Recent forms show Lander paid $7,300 to Data and Field Services for “consulting” work, an amount that Skaller says is far below the true value of the company’s street campaigning for the candidate, who is one of five men hoping to represent a Council district that includes parts of Cobble Hill, Carroll Gardens, the Columbia Street Waterfront District, Park Slope, Windsor Terrace, Kensington and Borough Park.
The Campaign Finance Board has not found any wrongdoing by Lander, though it said that it is monitoring for illegal “coordination” between candidates and outside groups, which are making their impact felt in other races, such as DeBlasio’s quest for public advocate.
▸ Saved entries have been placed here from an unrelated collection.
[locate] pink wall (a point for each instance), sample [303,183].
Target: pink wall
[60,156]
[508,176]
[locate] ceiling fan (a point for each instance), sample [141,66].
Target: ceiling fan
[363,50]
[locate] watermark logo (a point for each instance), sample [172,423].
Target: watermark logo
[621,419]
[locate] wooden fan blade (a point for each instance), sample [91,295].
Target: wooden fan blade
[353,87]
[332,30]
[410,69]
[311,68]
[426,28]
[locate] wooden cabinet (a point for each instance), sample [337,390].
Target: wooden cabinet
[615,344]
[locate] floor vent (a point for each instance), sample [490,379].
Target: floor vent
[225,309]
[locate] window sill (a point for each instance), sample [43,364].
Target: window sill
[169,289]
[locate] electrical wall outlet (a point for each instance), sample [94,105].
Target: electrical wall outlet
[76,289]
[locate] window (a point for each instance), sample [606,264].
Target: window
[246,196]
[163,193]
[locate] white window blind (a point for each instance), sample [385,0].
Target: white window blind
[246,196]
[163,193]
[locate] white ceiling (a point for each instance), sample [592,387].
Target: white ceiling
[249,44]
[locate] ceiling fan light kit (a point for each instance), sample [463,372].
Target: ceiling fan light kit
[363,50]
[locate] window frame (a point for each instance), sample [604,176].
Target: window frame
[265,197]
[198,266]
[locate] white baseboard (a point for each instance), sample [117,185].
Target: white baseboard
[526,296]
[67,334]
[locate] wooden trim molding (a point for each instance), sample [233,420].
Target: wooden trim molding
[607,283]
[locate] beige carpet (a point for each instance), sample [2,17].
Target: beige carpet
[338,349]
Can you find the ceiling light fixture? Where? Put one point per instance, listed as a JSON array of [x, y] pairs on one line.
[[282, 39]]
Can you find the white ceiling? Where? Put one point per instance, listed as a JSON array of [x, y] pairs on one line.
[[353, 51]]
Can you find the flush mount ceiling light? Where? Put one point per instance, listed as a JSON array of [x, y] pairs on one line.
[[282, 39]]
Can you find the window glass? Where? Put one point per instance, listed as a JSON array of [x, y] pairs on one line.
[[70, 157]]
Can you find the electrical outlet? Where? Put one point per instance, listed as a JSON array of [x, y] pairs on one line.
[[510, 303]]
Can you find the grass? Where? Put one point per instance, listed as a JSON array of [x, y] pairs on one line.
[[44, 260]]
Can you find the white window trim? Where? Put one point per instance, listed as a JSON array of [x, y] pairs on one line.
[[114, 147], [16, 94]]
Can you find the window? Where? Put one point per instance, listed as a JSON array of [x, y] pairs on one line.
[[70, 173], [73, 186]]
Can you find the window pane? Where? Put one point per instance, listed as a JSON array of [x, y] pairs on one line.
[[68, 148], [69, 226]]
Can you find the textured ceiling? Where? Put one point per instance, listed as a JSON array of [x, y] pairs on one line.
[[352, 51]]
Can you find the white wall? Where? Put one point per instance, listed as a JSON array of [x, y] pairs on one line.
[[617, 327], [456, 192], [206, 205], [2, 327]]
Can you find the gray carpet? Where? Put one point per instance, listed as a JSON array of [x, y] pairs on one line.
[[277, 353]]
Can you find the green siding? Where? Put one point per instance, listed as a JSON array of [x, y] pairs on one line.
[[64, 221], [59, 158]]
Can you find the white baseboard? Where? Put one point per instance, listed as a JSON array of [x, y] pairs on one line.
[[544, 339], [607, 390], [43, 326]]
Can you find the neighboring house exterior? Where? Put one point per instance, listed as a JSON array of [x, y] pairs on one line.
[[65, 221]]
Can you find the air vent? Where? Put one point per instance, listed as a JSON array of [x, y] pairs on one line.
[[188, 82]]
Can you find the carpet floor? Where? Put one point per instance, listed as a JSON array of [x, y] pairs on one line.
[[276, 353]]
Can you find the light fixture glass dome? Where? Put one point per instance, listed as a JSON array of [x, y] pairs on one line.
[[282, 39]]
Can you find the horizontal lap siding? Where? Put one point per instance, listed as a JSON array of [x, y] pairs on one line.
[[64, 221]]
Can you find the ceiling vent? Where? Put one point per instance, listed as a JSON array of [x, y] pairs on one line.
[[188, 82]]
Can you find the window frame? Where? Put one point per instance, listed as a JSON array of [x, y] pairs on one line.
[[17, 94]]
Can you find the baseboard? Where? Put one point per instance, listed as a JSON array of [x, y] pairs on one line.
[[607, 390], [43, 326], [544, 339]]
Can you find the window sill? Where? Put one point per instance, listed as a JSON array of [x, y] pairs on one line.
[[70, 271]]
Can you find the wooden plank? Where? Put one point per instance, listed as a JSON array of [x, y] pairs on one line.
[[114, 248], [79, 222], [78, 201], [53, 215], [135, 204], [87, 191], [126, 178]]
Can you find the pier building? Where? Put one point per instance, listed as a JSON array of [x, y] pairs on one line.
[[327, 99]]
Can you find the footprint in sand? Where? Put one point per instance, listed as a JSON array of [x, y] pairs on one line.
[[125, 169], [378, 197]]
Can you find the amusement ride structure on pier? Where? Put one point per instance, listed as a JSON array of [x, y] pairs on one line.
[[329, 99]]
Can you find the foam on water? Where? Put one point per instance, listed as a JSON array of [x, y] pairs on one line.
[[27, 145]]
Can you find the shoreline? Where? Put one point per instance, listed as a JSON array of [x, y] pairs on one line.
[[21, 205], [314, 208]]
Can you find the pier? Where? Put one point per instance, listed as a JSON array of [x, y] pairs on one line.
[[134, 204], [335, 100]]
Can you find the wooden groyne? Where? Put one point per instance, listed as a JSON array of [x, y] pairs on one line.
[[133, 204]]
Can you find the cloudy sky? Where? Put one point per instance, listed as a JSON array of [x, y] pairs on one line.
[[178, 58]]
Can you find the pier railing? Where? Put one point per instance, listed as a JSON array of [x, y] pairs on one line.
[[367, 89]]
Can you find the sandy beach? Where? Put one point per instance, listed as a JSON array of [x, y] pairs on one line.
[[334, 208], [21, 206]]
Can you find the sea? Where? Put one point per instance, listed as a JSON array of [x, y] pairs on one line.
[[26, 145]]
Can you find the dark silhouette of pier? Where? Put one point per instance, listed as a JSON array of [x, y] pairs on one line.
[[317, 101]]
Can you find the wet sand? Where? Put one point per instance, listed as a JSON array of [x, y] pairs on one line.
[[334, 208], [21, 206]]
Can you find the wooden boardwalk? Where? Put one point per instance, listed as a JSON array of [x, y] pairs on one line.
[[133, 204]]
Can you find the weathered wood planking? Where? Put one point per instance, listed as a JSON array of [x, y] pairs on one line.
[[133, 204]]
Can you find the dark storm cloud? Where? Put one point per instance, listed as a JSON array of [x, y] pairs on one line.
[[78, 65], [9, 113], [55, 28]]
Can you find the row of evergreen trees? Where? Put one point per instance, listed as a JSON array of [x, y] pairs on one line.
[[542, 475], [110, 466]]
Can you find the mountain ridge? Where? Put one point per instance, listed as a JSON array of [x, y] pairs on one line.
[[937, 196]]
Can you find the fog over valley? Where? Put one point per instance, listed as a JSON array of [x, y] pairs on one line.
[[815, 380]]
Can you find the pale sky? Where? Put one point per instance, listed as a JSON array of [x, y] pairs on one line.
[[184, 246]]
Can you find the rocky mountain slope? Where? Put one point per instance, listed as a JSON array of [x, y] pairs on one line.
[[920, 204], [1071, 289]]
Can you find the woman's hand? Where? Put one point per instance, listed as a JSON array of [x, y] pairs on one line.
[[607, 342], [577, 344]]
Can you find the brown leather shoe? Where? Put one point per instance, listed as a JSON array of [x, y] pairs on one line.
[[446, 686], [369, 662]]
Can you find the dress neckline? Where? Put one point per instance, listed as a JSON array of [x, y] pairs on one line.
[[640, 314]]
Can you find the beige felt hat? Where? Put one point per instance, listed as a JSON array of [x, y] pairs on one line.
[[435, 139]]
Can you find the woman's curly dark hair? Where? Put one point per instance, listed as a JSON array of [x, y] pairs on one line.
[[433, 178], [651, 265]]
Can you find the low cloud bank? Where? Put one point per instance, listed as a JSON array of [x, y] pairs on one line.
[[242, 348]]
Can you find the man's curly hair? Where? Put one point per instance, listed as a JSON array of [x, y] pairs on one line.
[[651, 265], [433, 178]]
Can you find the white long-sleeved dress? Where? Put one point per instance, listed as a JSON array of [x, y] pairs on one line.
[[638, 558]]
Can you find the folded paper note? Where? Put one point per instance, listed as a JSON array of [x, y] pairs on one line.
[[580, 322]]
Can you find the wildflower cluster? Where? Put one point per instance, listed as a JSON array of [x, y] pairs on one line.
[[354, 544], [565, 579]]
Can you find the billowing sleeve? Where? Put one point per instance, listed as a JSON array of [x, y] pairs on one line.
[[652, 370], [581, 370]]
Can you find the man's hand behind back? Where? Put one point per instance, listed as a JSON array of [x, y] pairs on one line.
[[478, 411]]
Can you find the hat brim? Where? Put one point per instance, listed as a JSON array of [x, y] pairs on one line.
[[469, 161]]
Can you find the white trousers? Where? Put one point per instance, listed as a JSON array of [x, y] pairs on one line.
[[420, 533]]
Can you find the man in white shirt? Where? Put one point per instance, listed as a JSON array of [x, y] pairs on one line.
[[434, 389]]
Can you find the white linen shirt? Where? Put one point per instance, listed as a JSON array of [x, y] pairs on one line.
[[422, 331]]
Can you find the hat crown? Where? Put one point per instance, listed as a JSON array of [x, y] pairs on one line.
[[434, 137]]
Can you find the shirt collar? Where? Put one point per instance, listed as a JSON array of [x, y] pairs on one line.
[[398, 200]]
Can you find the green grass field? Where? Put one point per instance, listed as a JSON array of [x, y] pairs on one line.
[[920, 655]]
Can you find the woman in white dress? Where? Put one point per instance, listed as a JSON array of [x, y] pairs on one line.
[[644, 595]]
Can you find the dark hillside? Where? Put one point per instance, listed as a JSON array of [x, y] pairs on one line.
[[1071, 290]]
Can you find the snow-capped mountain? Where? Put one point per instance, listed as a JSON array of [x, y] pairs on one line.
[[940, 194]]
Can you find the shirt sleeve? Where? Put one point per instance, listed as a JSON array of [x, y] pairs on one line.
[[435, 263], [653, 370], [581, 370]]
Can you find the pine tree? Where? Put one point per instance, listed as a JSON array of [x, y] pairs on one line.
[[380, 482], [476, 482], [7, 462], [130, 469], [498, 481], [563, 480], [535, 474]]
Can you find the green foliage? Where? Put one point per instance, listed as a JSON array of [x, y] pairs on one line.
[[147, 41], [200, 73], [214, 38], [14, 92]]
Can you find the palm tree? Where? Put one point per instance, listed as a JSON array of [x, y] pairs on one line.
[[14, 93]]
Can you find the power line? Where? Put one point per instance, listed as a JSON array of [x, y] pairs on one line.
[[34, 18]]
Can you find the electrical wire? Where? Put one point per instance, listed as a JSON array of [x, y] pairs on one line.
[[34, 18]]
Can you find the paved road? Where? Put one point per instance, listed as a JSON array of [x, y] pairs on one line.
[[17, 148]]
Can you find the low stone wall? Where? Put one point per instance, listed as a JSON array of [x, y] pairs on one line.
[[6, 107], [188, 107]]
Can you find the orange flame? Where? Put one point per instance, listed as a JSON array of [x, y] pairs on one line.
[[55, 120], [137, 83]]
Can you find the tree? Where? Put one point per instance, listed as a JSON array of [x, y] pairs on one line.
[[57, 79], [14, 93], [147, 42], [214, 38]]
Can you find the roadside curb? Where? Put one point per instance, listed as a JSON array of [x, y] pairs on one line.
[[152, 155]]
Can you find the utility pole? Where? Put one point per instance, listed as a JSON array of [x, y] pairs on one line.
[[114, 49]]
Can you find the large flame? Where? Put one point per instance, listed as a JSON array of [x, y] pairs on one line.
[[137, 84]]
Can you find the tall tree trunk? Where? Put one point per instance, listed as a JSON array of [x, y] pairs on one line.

Lander got back to The Brooklyn Paper seconds before its incorruptible deadline, saying that he hired two full-time staffers for his campaign from Data and Field Services, and has another contract for “voter contact and canvassing.”
He said he has been involved with the Working Families Party for “about 10 years,” back to the party’s founding.
“I’m proud to have the Working Families Party endorsement and I think Data and Field Services does a good job at what it does.”
He denied that his $7,300 payment was far below the actual value of the work done by the two campaign staffers.
Earlier this week, he went further with City Hall, saying that Data and Field Services “did play a small coordination role in petitioning.”
He added that his payments to the company are “in compliance with relevant CFB guidelines.”
The Working Families Party said that the Lander’s contract with Data and Field Services has been properly filed and covers the full extent of its work for its favored candidate, the former director of the Pratt Center for Community Development.
Hours after Skaller’s haymaker, Lander retaliated with accusations that Skaller does not pay rent for a campaign office on Eighth Avenue and has not reported it as an “in-kind” contribution, which would be required in such a rent-free arrangement.
“Campaign offices traditionally account for a substantial percentage of a campaign’s expenditures, yet there is no disclosure of expenditure for office space, nor an in-kind donation on his campaign finance report,” Lander said in an e-mailed statement. “The failure to report the office is apparently an attempt to evade the Campaign Finance Board’s tight expenditure limits.”
The Skaller camp immediately filed a rebuttal, saying that the Campaign Finance Board visited the site in June, and is still determining how the campaign should account for the office space in its public disclosure documents.
The board may rule that back rent is owed or that the office should be counted as an in-kind campaign contribution from the landlord.
Tuesday’s war of words between Skaller and Lander comes shortly after another controversy pitted the two adversaries squarely against one another — without the involvement of the three other men in the Democratic primary race: John Heyer, Bob Zuckerman and Gary Reilly.
In that dust-up, Skaller’s wife, pregnant at the time, accused Lander and his supporters of running a negative campaign that criticized her husband for sending their special needs son to private school, instead opting for a public school education.